Farm Family Mutual Insurance v. Nass

121 A.D.2d 498 | N.Y. App. Div. | 1986

In an action, inter alia, seeking a judgment declaring that the plaintiff fulfilled its obligation to pay no-fault benefits under an insurance policy, Joyce Nass, as administratrix of the estate of Jacqueline Nass, deceased, and in her individual capacity, appeals, as limited by her brief, from so much of an order of the Supreme Court, Suffolk County (Underwood, J.), dated October 16, 1984, as granted the motion of the third-party defendant Harleysville Insurance Company (hereafter Harleysville) to dismiss the third-party complaint insofar as it is asserted against it upon the ground that the court lacked personal jurisdiction over it.

Order affirmed insofar as appealed from, with costs.

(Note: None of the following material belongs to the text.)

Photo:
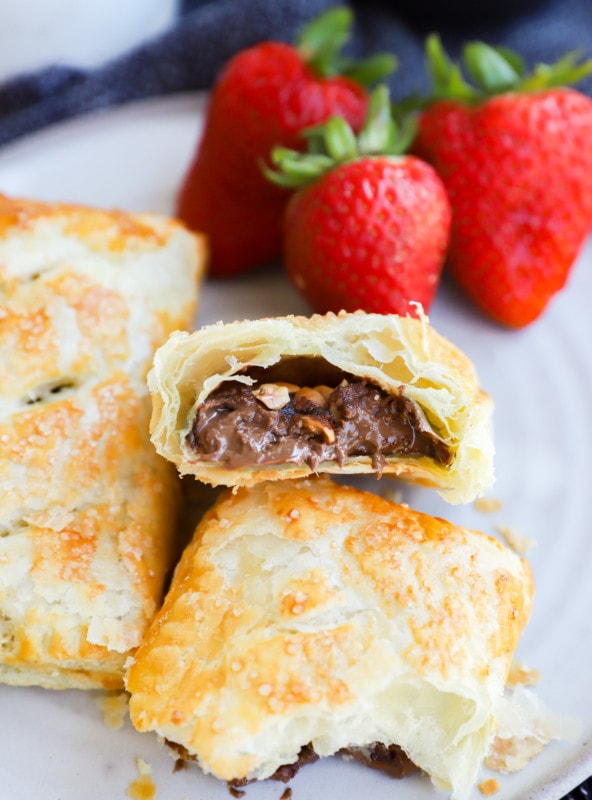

Special Term was correct when it concluded that it did not have personal jurisdiction over Harleysville under Insurance Law former § 59-a. Insurance Law former § 59-a (recodified with several minor changes as Insurance Law § 1213, eff Sept. 1, 1984) was enacted to provide a method of substituted *499service of process upon insurers who are not authorized to do business in this State and who issue or deliver policies of insurance to residents of New York (see, Insurance Law former § 59-a [1]). The statute authorizes the service of process upon the Superintendent of Insurance where any insurer unauthorized to do business in this State issues or delivers contracts of insurance to residents of this State or corporations authorized to do business herein, solicits applications for such contracts, collects premiums, membership fees, assessments or other consideration for such contracts, or undertakes any other transaction of business, in an action, suit or proceeding arising out of any such contract of insurance (see, Insurance Law former § 59-a [2] [a]). Harleysville’s insured was involved in an automobile accident with Jacqueline Nass, a New York resident, in Burlington County, New Jersey. Subsequently, Harleysville authorized a New York insurance-adjusting firm to settle the claim arising from that accident. The appellant now contends that action by Harleysville was sufficient to bring it under the purview of Insurance Law former § 59-a (2) (a) (4) regarding "any other transaction of business.” Clearly, the substitute-service provision of Insurance Law former § 59-a applies only to insurers who issue or deliver policies when they are unauthorized to do business within New York State, and there is nothing in this record to indicate and the appellant does not claim, that Harleysville’s insured’s policy was issued or delivered to a resident of New York State. Therefore, the provision does not apply in this case to Harleysville. Bracken, J. P., Niehoff, Lawrence and Kunzeman, JJ., concur.